While they’re certainly less limiting, they don’t necessarily add much to your mobile-friendliness insights. At least not much that’s worth the starting price tag.
BrowserStack is one of the more comprehensive tools for testing the responsiveness of your site across both devices and browsers. Unlike many similar solutions, it uses real browsers and real devices and gives you access to about 20,000 of them.
While this might not seem like a big deal to some, it presents a great advantage. It gives you insights into the actual user experience instead of offering just an approximation from lab testing environments that might not match up with actuality.
However, if you so prefer, you can also test your site on dev environments as needed.
What’s more, depending on the plan you choose, you could also use its geolocation testing and see how your website performs in over 100 countries around the world—useful insights if you’re running a global website.

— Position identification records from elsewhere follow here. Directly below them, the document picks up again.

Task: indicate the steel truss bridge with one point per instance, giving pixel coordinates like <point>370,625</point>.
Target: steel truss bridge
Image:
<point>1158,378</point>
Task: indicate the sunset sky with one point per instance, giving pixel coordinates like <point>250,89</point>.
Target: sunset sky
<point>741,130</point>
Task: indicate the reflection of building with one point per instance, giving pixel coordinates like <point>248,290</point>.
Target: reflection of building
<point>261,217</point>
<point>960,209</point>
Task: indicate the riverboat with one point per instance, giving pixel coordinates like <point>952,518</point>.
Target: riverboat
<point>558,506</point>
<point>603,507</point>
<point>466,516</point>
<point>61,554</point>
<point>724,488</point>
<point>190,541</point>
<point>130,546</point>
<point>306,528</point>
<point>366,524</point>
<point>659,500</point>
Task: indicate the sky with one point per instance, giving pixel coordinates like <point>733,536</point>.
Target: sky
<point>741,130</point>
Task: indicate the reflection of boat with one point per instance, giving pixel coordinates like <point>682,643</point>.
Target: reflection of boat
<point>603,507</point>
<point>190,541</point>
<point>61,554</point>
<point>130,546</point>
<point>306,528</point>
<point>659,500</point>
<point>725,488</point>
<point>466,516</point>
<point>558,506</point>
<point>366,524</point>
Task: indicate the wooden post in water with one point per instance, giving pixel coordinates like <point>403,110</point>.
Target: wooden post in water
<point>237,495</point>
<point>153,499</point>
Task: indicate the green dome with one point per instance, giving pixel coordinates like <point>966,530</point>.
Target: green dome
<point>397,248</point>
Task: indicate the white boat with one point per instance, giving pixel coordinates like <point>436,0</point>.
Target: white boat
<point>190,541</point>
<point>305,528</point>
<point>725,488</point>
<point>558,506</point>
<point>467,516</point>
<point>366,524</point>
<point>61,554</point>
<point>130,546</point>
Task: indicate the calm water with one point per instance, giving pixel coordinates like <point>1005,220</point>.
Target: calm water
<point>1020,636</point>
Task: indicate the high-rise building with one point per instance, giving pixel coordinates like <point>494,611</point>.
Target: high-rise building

Appearances-wise, it looks a bit outdated, but don’t let that fool you. It’s user-friendly, beginner-friendly, and allows you to assess your website without issues, even if it’s your first time doing it. The only problem is that it tends to be on the slow side. Each test takes unnecessarily long.
You can sign up for a free trial to see how BrowserStack works, but you’ll eventually need to upgrade if you’re to use it. Pricing plans start from $29 a month for desktop testing and $39 a month for desktop and mobile testing.
I know what you’re thinking, and no, this isn’t Chandler Bing’s job title from the TV show “Friends.” Responsinator is a Chrome extension that lets you preview what your website looks like in some of the most common mobile screen resolutions.
It’s a simple tool that lacks many of the bells and whistles of other solutions mentioned so far. However, it’s highly useful when you’re just not sure how optimized your website is and want to give it a quick check. There are no confusing data points, overwhelming metrics, mobile optimization recommendations, and the like. All you get is a preview of your pages, and that’s it.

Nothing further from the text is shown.